Au final, il y a très peu d’œuvres aux­quelles je peux par­ticiper car il faut soit des bary­tons beau­coup plus larges comme Sweeney Todd, soit des ténors ou bary­tons légers. J’ai ain­si fait le tour des œuvres qui sont pleine­ment dans mon emploi. 

On vous retrou­ve sou­vent sur scène mais vous ne délais­sez pas pour autant le ciné­ma musi­cal. On vous a ain­si vu notam­ment dans On con­naît la chan­son (1997) et Pas sur la bouche (2003) d’Alain Resnais. C’est un for­mat que vous appré­ciez également ?

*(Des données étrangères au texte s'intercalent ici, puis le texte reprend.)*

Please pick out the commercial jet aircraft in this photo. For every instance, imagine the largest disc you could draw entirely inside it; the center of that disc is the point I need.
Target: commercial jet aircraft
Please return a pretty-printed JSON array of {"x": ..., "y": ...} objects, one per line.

Le tour­nage d’On con­naît la chan­son était mer­veilleux : met­tre au point tous ces play­backs était fab­uleux. Le film est con­sti­tué d’un cock­tail d’acteurs avec des par­cours dif­férents, ce n’était que de la joie ! Un tour­nage devient néces­saire­ment et tout de suite plus joyeux grâce à la musique. Cette dernière rend le tra­vail agréable et ludique.
Mais au ciné­ma, lorsqu’ils abor­dent la comédie musi­cale en film, les met­teurs en scène con­tin­u­ent de faire leur cast­ing soit en lien avec leur fan­tasme de met­teur en scène, soit en terme de box office. Par con­séquent, le bagage musi­cal ne pèse absol­u­ment rien, le fait d’avoir fait de la comédie musi­cale ne sert à rien. C’est presque un hand­i­cap puisque les chanteurs les emmer­dent. On remar­que aisé­ment que les films musi­caux sont majori­taire­ment con­sti­tués de gens qui n’ont pas for­cé­ment de for­ma­tion vocale – Sweeney Todd de Tim Bur­ton en est un exem­ple fla­grant. Les excep­tions ne man­quent pas bien sûr, surtout aux États-Unis, mais on se rend compte que les stars en ques­tion ont en réal­ité eu des for­ma­tions musi­cales, comme Meryl Streep, Cather­ine Zeta-Jones ou encore Renée Zell­weger. 

Dans quel pro­jet musi­cal pour­rons-nous vous retrouver ?
Je joue régulière­ment dans un spec­ta­cle dédié à l’univers de Kurt Weill (Lam­bert Wil­son chante Kurt Weill). Il a été mis sur pied avec Bruno Fontaine. Je racon­te la vie du com­pos­i­teur, sa ren­con­tre avec Bertolt Brecht, sa venue en France puis son exil aux États-Unis. Je suis accom­pa­g­né d’un orchestre de vingt musi­ciens, donc plus « weil­lien » que sym­phonique (le Leman­ic Mod­ern Ensem­ble de Genève). Le réper­toire est à la fois alle­mand, français et améri­cain, et je passe d’un per­son­nage mas­culin à un per­son­nage féminin. Je prends beau­coup de plaisir à le jouer.